National Cathedral quake damage in millions

A damaged spire is seen at the National Cathedral following yesterday's 5.8-magnitude earthquake that struck the east coast, in Washington, D.C. on August 24, 2011. UPI/Kevin Dietsch
1 of 7 | A damaged spire is seen at the National Cathedral following yesterday's 5.8-magnitude earthquake that struck the east coast, in Washington, D.C. on August 24, 2011. UPI/Kevin Dietsch | License Photo

WASHINGTON, Aug. 24 (UPI) -- The National Cathedral in Washington sustained millions of dollars in damage in the earthquake that hit the U.S. East Coast, officials said Wednesday.

Officials said three of four spires topping the now-closed church's central tower lost their capstones when the 5.8-magnitude temblor stuck Tuesday, CNN reported. The Washington Times said interior upper floors and the building's flying buttresses were cracked, and decorative elements also were damaged.


But structurally, the cathedral is sound, officials said.

The damage, cathedral Dean Samuel T. Lloyd III said, is "quite serious … but certainly could have been much worse."

Insurance won't cover the repair costs.

"There's nothing in the budget that will cover this," Lloyd said, and the cathedral will "turn to people across the country" for donations.

The Washington Post reported the damage forced officials to move a Saturday service commemorating the dedication of the Martin Luther King Jr. Memorial from the cathedral to the National Shrine of the Immaculate Conception.


Some federal agencies in the Washington area were open the day after the quake, but schools and the Washington Monument were closed.

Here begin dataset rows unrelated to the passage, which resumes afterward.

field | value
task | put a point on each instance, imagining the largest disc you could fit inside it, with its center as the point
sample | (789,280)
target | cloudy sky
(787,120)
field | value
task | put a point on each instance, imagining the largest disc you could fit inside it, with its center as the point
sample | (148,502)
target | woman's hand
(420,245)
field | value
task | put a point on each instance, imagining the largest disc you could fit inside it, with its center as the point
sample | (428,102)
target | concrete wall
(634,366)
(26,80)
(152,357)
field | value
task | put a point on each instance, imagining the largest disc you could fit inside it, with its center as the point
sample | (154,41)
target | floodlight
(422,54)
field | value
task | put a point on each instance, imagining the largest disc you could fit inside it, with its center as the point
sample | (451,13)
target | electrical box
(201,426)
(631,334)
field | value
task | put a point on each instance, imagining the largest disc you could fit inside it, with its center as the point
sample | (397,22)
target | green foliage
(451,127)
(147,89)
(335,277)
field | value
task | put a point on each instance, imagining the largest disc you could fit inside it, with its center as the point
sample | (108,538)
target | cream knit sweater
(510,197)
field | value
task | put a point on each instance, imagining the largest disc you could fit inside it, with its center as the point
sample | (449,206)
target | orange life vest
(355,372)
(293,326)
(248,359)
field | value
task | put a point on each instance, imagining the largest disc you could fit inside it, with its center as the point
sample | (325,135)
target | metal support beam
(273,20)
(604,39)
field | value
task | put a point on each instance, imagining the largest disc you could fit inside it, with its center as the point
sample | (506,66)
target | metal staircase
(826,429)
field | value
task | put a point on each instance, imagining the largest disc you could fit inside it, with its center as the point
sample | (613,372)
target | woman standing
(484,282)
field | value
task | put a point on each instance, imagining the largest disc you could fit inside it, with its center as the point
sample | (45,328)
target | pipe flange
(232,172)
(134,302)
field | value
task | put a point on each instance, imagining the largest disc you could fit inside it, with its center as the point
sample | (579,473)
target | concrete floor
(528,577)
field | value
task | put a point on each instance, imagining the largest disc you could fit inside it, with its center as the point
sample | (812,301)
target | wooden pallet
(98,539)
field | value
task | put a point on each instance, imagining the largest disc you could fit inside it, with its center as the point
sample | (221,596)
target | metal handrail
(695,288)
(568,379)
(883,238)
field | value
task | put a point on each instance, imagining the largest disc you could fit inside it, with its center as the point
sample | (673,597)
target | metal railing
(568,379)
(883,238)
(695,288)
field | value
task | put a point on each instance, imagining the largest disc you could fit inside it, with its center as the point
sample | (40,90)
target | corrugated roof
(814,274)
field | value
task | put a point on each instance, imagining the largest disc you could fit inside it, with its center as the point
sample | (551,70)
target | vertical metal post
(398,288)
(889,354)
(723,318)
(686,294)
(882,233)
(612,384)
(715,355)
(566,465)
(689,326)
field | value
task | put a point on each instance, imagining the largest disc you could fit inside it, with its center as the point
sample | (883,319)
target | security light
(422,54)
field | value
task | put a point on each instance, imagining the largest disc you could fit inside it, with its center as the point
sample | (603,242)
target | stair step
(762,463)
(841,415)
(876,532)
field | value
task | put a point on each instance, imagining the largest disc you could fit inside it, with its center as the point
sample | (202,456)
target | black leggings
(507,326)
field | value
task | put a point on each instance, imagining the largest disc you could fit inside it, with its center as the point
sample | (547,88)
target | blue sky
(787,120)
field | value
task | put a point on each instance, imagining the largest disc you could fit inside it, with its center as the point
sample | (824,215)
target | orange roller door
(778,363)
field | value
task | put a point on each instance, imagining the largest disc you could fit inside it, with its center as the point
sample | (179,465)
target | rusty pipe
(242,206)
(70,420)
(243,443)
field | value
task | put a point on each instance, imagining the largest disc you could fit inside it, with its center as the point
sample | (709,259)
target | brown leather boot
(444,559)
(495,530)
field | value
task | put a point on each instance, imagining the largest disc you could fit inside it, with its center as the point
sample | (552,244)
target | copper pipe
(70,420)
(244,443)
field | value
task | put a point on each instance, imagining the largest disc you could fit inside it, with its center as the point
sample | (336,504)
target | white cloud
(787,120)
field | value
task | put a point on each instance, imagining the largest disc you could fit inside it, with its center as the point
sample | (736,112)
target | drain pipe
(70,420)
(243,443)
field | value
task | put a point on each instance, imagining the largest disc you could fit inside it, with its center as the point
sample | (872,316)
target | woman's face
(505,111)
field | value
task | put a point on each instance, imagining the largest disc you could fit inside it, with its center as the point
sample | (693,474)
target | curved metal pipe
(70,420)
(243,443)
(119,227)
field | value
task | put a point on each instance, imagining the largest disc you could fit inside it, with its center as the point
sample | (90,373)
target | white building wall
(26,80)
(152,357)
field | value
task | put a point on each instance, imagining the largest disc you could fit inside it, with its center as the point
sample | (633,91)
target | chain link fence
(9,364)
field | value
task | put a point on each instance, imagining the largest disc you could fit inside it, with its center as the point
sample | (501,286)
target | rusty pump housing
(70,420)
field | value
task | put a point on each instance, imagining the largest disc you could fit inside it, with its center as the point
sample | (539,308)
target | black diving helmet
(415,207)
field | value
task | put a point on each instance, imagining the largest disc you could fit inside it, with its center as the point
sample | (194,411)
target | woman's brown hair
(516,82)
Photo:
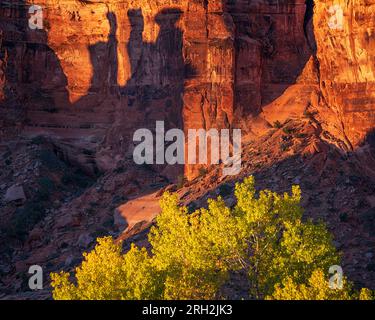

The Office of Personnel Management said federal executive branch departments and agencies were open with unscheduled leave and unscheduled telecommuting available per individual agency guidelines, the Post reported.

The U.S. Capitol and House and Senate office buildings were inspected Tuesday after the quake and reopened Wednesday, officials said.

The National Park Service said inspectors found cracking in the stones at the top of the Washington Monument, CNN reported. Engineers will determine the best way to repair cracks Wednesday.

The quake struck about 40 miles northwest of Richmond, Va., and was felt from Georgia to northern New England.

No major injuries or extensive damage were reported; however, the earthquake prompted evacuations of office buildings, closing of monuments in Washington and surrounding areas, and a Dominion Virginia Power nuclear power plant briefly lost power, and two units were shut down for a while.

The clerk of the U.S. Supreme Court, retired Army Maj. Gen. Bill Suter, told United Press International he was at the court and his wife was home in Alexandria, Va., when the quake hit, but their housekeeper was at their lake house just 5 miles from the epicenter at Mineral, Va. "We had no personal injury or property damage. The earthquake was actually mild. [My wife] and I were in the Alaska Good Friday earthquake in 1964. It measured 8.6 [in magnitude, as compared to Tuesday's 5.8], later adjusted to 9.2 That was a real earthquake.


"I should add that Supreme Court personnel reacted [Tuesday] with calm and discipline."

The earthquake, unusual for the East Coast, left many people wondering what caused the ground to shake, CNN reported.

Kate Duddy was alone in a New York office building elevator when the shaking started, CNN said.

"I have never felt a quake before. It was scary having no idea what the cause was," she said. "I felt the vibrations and the elevator stopped for a period of about 5 minutes."

On the West Coast, a 3.6-magnitude earthquake shook the San Francisco area Tuesday. That quake's center was about 4 miles northeast of San Leandro and felt throughout the region, the San Francisco Chronicle reported.

There were no immediate reports of injuries or major damage, law enforcement agencies said.